Picked up Saltwater Vampires after falling in love with Eagar’s Raw Blue. For me, this one was not in the same league. But there were lots of things I enjoyed and appreciated about it.
Saltwater Vampires is like a weird mesh of old-world type vampires invading the very contemporary Rocky Head music-festival scene – an old-school sensibility meets a young, hip awareness complete with all the typical modern teen emotions. For me, it wasn’t quite a perfect match, and that was my main problem with the book. I appreciated it, but I didn’t really get it. I felt there was perhaps a little too much going on. The way the three distinct story overtones overlapped was all a little too complicated, with the different stories becoming distractions from the other stories to the point where I couldn’t really commit to any of them.
I liked the ‘contemporary YA’ overtone the best, and this is what I think Eagar excels at. Jamie and his gang of friends and vamp-busters are all funny and likeable and totally cool and all the rest, and their interactions are true to life and affectionately written. I liked where Eagar was taking their emotional stories, but the nature of the book – with all it’s time-jumping and shifting perspectives and what-not – means I never really got involved, like I did with Carly in Raw Blue.
This is a book all unto its own genre – it’s not a conventional vamp story, especially as we’ve come to know them from YA, and it’s not quite contemporary Aussie YA-lit. I do feel that with everything that was going on, it was more suited to an adult readership. Of course I’m all for YA pushing conventions, but I felt the plot, pacing, stories, scope, etc, would just be a better fit for ‘adult fiction’. But I did enjoy its novelty, and also the fact that these vamps were ugly and nasty – something to be scared of, disgusted by, instead of romanticised and smitten by. The whole book had a good grittiness to it.
Aussie setting is used well – the beach, the coastal town, the music festival – in a way that’s familiar but then, as Eagar works her word magic, into something strange and atmospheric and full of the unknown.
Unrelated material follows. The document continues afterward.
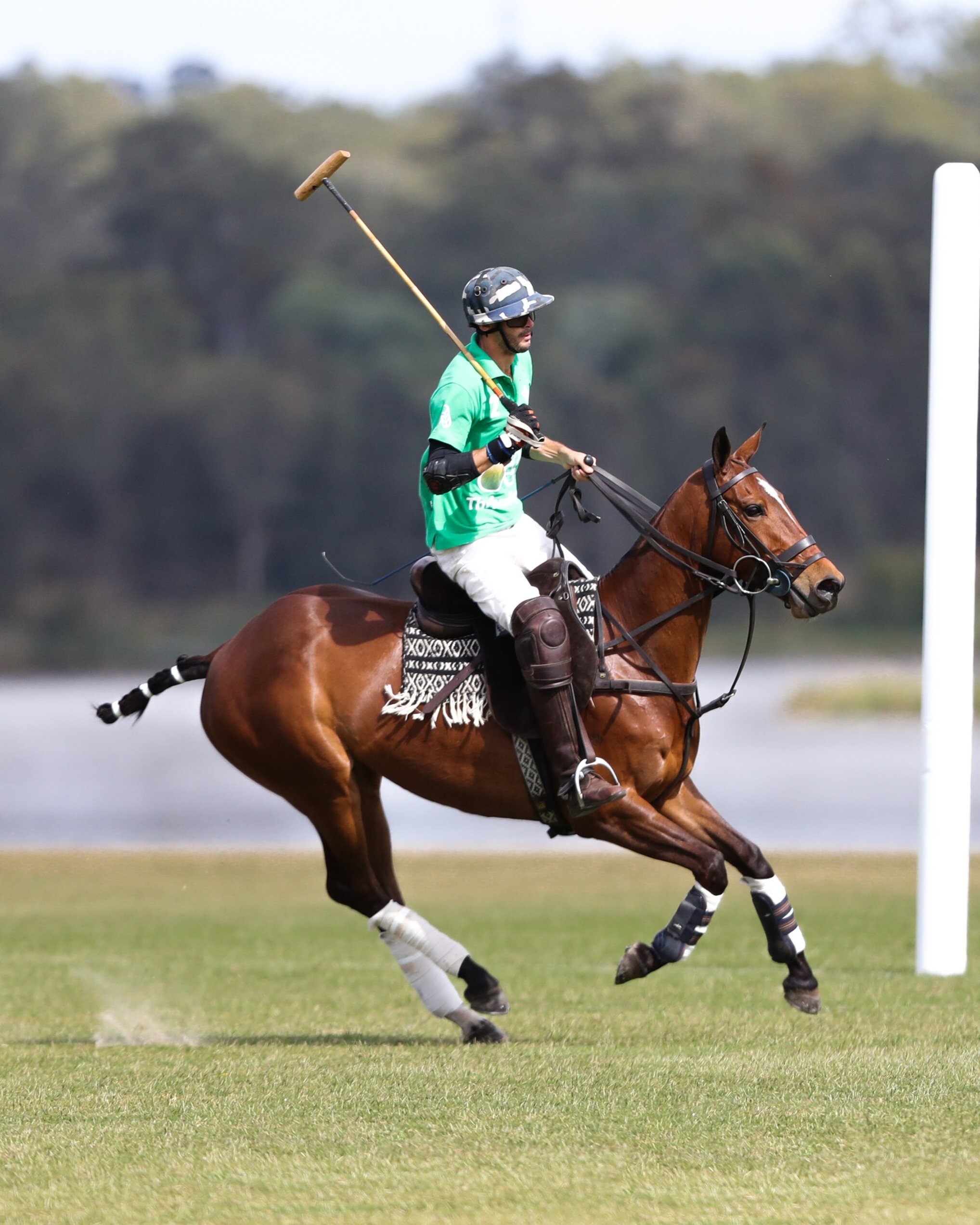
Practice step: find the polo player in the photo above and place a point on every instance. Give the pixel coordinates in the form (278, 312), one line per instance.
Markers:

Particularly the night-surfing scene and when Jamie’s bike breaks down in the national park – fantastic stuff.
I enjoyed the final big ‘showdown’ scene at the end – it provides a nice pay-off, gives the whole book a sense of urgency, and is fun to read. I found the final ‘dealing with the vamps’ (at the festival) a bit weird but that’s a minor quibble – I guess I’m just used to vamps crumbling to dust or something.
Also, a teeny bit long. Weird and wonderful and well-written but not quite perfect –kept me entertained, but just a little too much going on.